The Age Appropriate Design Code can protect children from AI harms – if properly enforced
As the UK Government looks to close gaps around AI, 5Rights argues that stronger enforcement of the ICO’s Age Appropriate Design Code is critical to protect children from AI-related harms.
AI is rapidly becoming embedded in children’s lives – from the AI applied to the tech they use at school to the chatbots they talk to at home and the recommender systems and in-game agents they engage with as they play and socialise – raising urgent questions about how we can keep children safe using these technologies.
Recent reports that AI tool Grok was used to generate child sexual abuse material illustrate the real-world harms that arise when companies fail to embed safety-by-design principles in their products.
Data protection is a key component of children’s online safety. Without it, AI services can profile and manipulate children, encourage emotional dependence and misuse their data – all risks set out in 5Right’s Children & AI Design Code.
As the UK Government looks to close regulatory gaps surrounding the application of AI, it must recognise that data protection has a critical and preventative role to play in protecting children from AI-related harms.
The ICO created the Age Appropriate Design Code (AADC) to provide a holistic data protection framework to protect children online. Applied to AI systems, as demonstrated in our Code, the AADC can ensure companies minimise data collection, stop profiling and manipulating children, set protective default settings, and design systems in ways children can understand.

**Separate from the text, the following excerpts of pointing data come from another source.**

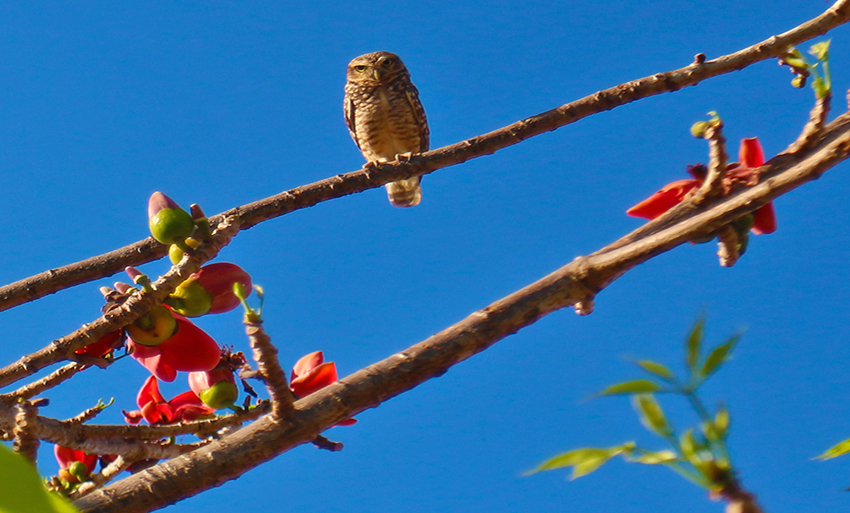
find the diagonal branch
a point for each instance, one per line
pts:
(221, 461)
(147, 250)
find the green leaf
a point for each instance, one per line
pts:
(719, 355)
(656, 368)
(690, 448)
(820, 50)
(651, 414)
(692, 344)
(586, 467)
(638, 386)
(655, 458)
(835, 451)
(21, 489)
(572, 458)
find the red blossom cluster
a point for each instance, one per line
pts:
(750, 157)
(166, 342)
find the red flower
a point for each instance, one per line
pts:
(156, 410)
(312, 373)
(751, 156)
(74, 466)
(189, 349)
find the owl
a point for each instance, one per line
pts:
(385, 117)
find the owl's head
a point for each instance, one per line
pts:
(375, 68)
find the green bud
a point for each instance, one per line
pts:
(221, 395)
(169, 224)
(698, 129)
(190, 299)
(79, 470)
(154, 328)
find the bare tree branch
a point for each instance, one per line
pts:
(341, 185)
(261, 441)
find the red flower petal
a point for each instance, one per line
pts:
(66, 457)
(307, 363)
(671, 195)
(189, 349)
(765, 220)
(317, 378)
(751, 154)
(103, 346)
(132, 417)
(154, 413)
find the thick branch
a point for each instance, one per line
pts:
(220, 461)
(305, 196)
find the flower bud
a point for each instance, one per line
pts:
(154, 328)
(169, 224)
(216, 388)
(79, 470)
(190, 299)
(698, 129)
(799, 82)
(220, 395)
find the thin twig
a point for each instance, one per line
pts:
(718, 160)
(26, 442)
(324, 443)
(817, 120)
(268, 367)
(728, 242)
(46, 383)
(88, 414)
(120, 464)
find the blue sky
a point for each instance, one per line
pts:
(225, 103)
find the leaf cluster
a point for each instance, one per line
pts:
(698, 453)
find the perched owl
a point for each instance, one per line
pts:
(385, 117)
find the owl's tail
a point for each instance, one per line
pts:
(405, 193)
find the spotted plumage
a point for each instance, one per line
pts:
(385, 117)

Current regulation can protect children’s privacy and safety, but only when companies apply all 15 standards set out in the AADC. Yet no service has achieved full compliance. Last month, the ICO published its 2024–25 strategy update for the Age Appropriate Design Code, revealing that while some improvements have been made, such as changes to default privacy settings, no service has yet been confirmed as fully compliant. The update shows what proper regulatory attention can achieve but the ICO’s scattered enforcement has left gaps in protection for children in AI-driven online spaces:
“Children deserve full, consistent protection from AI systems that exploit their vulnerabilities and the Age Appropriate Design Code provides it. But strong, persistent enforcement of all its 15 standards is essential to stop services that collect excessive data, profile children and encourage them to rely on AI systems they cannot understand. The ICO must end piecemeal enforcement and hold companies accountable for full compliance. Anything less fails millions of children.”
Colette Collins Walsh, Head of UK Affairs at 5Rights
As the UK Government looks to close regulatory gaps around AI, it must embed strong data protection in regulation to ensure children are genuinely kept safe, and companies are held accountable.
Equally, the ICO must deliver a clear plan for holistic enforcement of all 15 AADC standards, addressing the grave risks and challenges children face in AI-driven online environments. If it lets companies get away with following one or two standards, children’s online safety in AI-driven environments will remain compromised and the promise of the AADC will go unfulfilled.